This study constructed the PRS for RA to assess the joint effect of lifestyle and genetics on RA risk in the UKB cohort. The prediction of RA risk was improved by integrating lifestyle and genetic factors. Specifically, high genetic risk, as defined by the PRS, is associated with an increased risk of developing RA in large case-control and prospective studies. Three favorable lifestyles were significantly associated with a reduced risk of RA. Subjects with high genetic risk and unfavorable lifestyles have an increased risk of developing RA compared to those with low genetic risk and favorable lifestyles. Furthermore, adherence to a healthy behavioral lifestyle was associated with a reduced risk of developing RA within each of the different genetic risk groups. To the best of our knowledge, our study is the first to assess the joint effect of lifestyles and genetic factors on RA risk in a large sample.

Three healthy lifestyles were identified to be related to decreased RA risk: tobacco smoking could increase RA risk, which was also proven in previous observational studies (32). A meta-analysis showed that smoking is a risk factor for RA, especially for heavy smokers with RA (33). A population-based case-control study in Sweden showed that gene-environment interactions between smoking and genes increased the risk of RA (34). The involved mechanisms are complex, probably due on the one hand to the effects of smoking on the immune system (e.g., oxidative stress, apoptosis, proinflammatory, and epigenetic effects) and on the other hand to the direct effects of smoking on synovial fibroblasts (10). In addition, the results of the case-control and cohort studies were not identical but showed consistent trends, which increases the reliability of the conclusions.

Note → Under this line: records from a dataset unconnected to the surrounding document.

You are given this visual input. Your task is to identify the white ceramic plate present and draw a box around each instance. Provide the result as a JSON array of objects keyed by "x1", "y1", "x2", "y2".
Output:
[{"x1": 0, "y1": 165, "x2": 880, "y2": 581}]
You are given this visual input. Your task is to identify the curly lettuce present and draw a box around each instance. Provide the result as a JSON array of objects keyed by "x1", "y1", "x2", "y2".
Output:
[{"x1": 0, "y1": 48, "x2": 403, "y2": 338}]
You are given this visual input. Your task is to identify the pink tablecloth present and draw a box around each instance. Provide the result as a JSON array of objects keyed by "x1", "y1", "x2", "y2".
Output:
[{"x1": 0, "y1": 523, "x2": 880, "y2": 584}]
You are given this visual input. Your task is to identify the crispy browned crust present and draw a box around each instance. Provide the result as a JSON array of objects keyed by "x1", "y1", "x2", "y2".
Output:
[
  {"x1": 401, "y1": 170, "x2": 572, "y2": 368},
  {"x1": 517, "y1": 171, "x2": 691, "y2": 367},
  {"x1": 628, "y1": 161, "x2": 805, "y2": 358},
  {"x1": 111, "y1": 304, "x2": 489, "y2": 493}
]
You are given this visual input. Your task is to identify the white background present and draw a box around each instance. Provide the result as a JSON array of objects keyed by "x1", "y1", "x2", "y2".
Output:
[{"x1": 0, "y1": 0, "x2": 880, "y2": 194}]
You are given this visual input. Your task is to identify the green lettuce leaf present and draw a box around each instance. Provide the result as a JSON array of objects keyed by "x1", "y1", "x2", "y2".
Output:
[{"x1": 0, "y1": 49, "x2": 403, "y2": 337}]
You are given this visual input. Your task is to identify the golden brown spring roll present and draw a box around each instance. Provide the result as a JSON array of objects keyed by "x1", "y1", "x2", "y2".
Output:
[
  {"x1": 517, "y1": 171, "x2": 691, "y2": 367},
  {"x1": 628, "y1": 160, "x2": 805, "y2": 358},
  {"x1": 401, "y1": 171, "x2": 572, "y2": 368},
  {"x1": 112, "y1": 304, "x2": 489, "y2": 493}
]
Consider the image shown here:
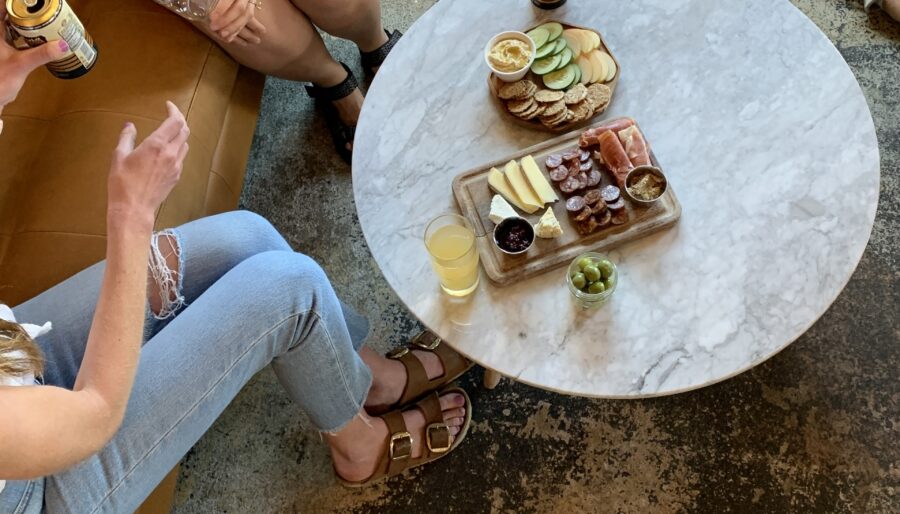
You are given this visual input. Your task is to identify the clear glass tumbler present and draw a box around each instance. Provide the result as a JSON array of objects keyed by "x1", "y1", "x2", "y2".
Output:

Some previous studies have also reported the protective effect of moderate alcohol consumption on RA risk. In two large prospective cohorts, moderate alcohol usage had a reduced risk of RA compared to no alcohol consumption, with an HR of 0.78 (95% CI, 0.61-1.00) (35). The mechanism underlying such an association has not been well explained. On the one hand, this may be because alcohol intake increases serum estradiol concentrations, which play an important role in the body’s immune response (36, 37); on the other hand, alcohol has been shown to significantly inhibit the synthesis of proinflammatory cytokines and chemokines (38, 39). A recent animal experiment clarified the immune regulation and tolerance induction effects of drinking (40). Therefore, moderate alcohol consumption may stop or delay the progression of RA. However, given the increased risk of other serious health problems associated with moderate alcohol consumption, we did not regard alcohol consumption as a healthy lifestyle in our study.

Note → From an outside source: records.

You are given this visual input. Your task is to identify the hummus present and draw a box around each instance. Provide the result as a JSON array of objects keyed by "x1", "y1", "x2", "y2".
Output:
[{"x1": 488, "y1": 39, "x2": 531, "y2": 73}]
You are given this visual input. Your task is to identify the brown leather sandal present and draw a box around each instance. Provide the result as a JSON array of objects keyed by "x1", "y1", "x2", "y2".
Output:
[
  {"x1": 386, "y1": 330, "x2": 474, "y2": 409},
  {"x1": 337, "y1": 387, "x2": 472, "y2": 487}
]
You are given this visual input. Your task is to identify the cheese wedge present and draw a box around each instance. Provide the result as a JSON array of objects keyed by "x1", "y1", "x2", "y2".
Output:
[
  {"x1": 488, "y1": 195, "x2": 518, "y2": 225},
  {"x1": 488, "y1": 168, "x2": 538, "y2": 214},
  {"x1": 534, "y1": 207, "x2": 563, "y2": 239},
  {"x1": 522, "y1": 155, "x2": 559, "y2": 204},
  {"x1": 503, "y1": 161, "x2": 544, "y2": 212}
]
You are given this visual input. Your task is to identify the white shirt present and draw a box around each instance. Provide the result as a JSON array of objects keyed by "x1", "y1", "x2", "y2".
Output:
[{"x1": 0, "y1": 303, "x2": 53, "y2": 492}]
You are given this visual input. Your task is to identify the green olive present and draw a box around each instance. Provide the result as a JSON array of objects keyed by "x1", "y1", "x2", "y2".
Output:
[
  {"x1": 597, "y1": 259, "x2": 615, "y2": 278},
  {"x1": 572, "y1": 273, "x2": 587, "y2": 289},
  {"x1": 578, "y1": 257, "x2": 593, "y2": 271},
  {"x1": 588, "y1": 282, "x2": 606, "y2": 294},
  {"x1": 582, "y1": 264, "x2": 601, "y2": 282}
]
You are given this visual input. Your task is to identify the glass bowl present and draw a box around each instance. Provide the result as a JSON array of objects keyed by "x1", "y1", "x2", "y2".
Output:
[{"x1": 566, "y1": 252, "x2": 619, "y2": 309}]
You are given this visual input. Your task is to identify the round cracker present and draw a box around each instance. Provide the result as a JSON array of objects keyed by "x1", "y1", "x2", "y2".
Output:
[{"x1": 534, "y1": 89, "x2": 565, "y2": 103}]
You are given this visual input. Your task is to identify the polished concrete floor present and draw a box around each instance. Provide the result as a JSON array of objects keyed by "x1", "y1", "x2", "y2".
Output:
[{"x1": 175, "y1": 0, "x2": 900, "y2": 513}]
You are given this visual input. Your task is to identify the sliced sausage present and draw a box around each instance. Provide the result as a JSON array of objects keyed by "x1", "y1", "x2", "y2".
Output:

In previous studies, even though the association between diet and RA risk was not as strong as other risk factors (e.g., smoking, BMI), its impact on RA has been widely studied. A comprehensive literature review shows the controversy between different dietary approaches and the risk of RA (6). For example, a study has shown that an increased risk of RA is associated with excessive consumption of red meat and high total protein (41). However, a multicenter case-control study showed no significant difference in red meat intake between the two groups (42). In addition, high carbohydrate intake may be associated with an increased risk of RA, while mushrooms, citrus fruits, and dairy products reduce the risk (42). A prospective study based on the Nurses’ Health Study (NHS) shows no association between protein, iron, and meat intake and the risk of RA (43). High dietary sodium (salt) intake is associated with an increased risk of RA and may interact with smoking (44). The high complexity of nutrient supply is also a major factor affecting the composition of the microbiota, which is ultimately involved in the occurrence and development of RA. However, our study did not find a reduction in the risk of RA with a healthy diet, which may be due to healthy volunteer bias in the retrospective investigation. Therefore, more long-term cohort studies are needed to explore this.

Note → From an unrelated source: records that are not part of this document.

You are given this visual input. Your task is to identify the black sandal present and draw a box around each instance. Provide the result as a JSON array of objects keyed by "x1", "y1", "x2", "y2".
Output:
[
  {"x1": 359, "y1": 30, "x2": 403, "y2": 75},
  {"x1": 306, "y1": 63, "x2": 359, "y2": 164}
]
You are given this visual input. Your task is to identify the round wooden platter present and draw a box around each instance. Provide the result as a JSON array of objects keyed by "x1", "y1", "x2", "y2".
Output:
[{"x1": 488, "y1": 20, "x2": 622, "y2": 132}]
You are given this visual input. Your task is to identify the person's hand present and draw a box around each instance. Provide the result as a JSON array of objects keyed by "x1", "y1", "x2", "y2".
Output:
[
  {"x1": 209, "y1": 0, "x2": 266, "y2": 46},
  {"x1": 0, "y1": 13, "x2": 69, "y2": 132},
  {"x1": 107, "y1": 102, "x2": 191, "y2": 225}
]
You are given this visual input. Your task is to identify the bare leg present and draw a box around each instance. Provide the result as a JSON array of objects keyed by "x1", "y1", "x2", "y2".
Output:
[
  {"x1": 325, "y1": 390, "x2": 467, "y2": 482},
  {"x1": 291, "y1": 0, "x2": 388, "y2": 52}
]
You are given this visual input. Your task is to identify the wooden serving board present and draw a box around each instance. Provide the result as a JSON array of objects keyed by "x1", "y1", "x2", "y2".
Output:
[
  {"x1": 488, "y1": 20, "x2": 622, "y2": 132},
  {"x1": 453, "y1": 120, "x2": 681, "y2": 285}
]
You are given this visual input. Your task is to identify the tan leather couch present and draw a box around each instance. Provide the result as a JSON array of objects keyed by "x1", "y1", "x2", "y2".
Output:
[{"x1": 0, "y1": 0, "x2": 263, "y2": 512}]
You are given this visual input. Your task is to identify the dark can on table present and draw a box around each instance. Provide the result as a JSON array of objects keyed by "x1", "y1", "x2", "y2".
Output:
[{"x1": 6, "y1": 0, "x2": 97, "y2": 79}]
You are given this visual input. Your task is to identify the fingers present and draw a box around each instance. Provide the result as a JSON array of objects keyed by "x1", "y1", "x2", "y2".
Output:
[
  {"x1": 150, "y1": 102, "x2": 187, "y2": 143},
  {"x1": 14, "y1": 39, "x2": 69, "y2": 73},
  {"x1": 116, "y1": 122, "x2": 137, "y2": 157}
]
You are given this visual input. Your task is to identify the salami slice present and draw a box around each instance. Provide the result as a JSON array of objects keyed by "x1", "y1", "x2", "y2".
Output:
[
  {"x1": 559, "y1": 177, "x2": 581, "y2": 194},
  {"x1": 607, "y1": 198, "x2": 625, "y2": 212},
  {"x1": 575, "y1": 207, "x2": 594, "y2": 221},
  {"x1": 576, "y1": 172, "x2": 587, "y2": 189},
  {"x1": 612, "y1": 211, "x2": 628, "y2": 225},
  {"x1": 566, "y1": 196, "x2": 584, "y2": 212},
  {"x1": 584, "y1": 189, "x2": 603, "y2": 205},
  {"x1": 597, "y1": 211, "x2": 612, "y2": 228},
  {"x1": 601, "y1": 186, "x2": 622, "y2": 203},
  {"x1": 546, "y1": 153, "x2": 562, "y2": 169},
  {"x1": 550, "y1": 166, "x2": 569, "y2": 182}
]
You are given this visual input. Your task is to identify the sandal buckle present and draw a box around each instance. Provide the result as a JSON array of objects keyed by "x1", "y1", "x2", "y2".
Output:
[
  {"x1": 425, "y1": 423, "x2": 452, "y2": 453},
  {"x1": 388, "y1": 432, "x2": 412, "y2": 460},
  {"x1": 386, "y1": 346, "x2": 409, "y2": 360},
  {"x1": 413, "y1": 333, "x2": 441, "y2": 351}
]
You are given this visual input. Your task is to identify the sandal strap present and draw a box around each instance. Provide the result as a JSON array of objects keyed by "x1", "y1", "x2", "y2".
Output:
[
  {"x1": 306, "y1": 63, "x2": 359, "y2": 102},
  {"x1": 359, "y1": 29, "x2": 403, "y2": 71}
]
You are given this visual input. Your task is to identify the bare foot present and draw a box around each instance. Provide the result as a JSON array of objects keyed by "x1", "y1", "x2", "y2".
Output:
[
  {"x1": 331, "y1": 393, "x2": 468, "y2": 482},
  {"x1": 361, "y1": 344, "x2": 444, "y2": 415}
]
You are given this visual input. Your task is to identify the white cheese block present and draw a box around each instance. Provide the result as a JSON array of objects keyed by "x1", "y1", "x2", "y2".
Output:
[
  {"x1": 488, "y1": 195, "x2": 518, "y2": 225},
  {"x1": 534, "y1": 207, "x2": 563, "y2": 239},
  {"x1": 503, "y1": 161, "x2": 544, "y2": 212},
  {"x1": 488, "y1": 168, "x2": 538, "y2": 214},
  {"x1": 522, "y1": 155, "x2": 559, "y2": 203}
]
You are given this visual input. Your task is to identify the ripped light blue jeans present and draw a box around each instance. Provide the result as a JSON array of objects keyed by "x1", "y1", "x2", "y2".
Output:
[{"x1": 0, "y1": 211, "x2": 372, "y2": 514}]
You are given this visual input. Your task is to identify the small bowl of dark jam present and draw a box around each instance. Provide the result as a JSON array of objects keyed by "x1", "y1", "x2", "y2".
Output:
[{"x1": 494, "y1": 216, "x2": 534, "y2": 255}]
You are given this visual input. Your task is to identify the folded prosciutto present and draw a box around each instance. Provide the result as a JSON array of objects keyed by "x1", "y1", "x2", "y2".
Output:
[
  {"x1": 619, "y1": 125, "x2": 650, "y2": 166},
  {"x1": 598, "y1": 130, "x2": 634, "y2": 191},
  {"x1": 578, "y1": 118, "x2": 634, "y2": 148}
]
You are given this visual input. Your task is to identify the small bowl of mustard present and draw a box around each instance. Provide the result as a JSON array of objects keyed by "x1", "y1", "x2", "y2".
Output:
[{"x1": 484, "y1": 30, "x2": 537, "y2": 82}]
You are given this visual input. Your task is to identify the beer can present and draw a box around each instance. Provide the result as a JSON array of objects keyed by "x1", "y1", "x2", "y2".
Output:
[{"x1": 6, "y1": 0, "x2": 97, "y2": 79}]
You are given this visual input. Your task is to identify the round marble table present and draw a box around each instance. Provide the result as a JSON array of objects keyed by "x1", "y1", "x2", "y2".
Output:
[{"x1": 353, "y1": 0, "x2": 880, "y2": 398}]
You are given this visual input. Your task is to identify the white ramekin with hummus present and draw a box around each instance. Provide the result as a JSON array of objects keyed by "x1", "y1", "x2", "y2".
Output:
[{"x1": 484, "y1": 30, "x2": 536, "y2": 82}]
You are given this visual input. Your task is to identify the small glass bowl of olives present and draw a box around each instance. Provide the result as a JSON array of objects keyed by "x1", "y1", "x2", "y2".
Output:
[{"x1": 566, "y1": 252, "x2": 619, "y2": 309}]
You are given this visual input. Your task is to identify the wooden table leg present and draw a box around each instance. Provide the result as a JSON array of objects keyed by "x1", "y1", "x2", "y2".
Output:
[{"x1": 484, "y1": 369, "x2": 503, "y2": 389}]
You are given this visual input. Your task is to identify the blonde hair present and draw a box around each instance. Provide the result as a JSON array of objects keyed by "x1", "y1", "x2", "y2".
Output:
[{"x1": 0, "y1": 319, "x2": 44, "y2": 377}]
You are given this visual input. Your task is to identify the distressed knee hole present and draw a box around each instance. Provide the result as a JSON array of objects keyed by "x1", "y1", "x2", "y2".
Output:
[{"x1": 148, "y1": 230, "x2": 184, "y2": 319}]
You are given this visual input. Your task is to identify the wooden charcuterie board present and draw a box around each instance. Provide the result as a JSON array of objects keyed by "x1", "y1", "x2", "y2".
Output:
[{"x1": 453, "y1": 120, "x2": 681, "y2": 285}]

In contrast, BMI can be a good indicator of long-term lifestyle as opposed to a record of a healthy diet. Our results found that moderate BMI could lower RA risk, especially in women. A meta-analysis of 13 cohort studies also showed that higher BMI was associated with an increased risk of RA, and this association was limited to women (45). A few potential mechanisms could explain obesity causing RA. First, the obese state is characterized by a low degree of systemic inflammation, and adipose tissue can produce many bioactive molecules that regulate carbohydrate and lipid metabolism, immune function, etc. (46). Second, the prevalence of vitamin D deficiency in obese individuals is high, and such deficiency is also very common in individuals with autoimmune diseases (including RA) (47).

Some SNPs have been shown to interact with lifestyles at risk of RA, and most of the genes mapped to them have been proven to be related to alterable lifestyles in previous studies. For example, compared with sham-exposed controls, mice exposed to cigarette smoke had higher expression of the EOMES gene, indicating the mechanism by which smoking regulates this gene (48). At the same time, EOMES-positive CD4 + T cells proved to be a risk T cell subset of RA (49); Studies have also discussed the molecular role of RUNX1 in obesity and related metabolic diseases (50). However, the statistical significance for each SNP was far from GWAS significance in our result. This is most likely due to the weakening of the association between certain SNPs and RA in the UKB, which is also the limitation of other GWAS studies (less reproducibility) (51). In contrast, our results show that PRS, which represents polygenic effects, can well explain the genetic risk of RA in the UKB cohort. Therefore, we recommend that PRS should be used more clinically for fine division and precise treatment of the population. Previous studies have reported that regular exercise could help to prevent bone loss, strengthen the heart and lungs, and reduce joint pain in RA patients (52, 53). Our results revealed a protective effect of physical exercise on RA risk, and several reasons could explain this association. It is well known that subjects who exercise regularly maintain a healthy body shape. Exercise has no positive effects on the development of RA, and studies have shown that exercise can help reduce the symptoms of tired RA (54, 55).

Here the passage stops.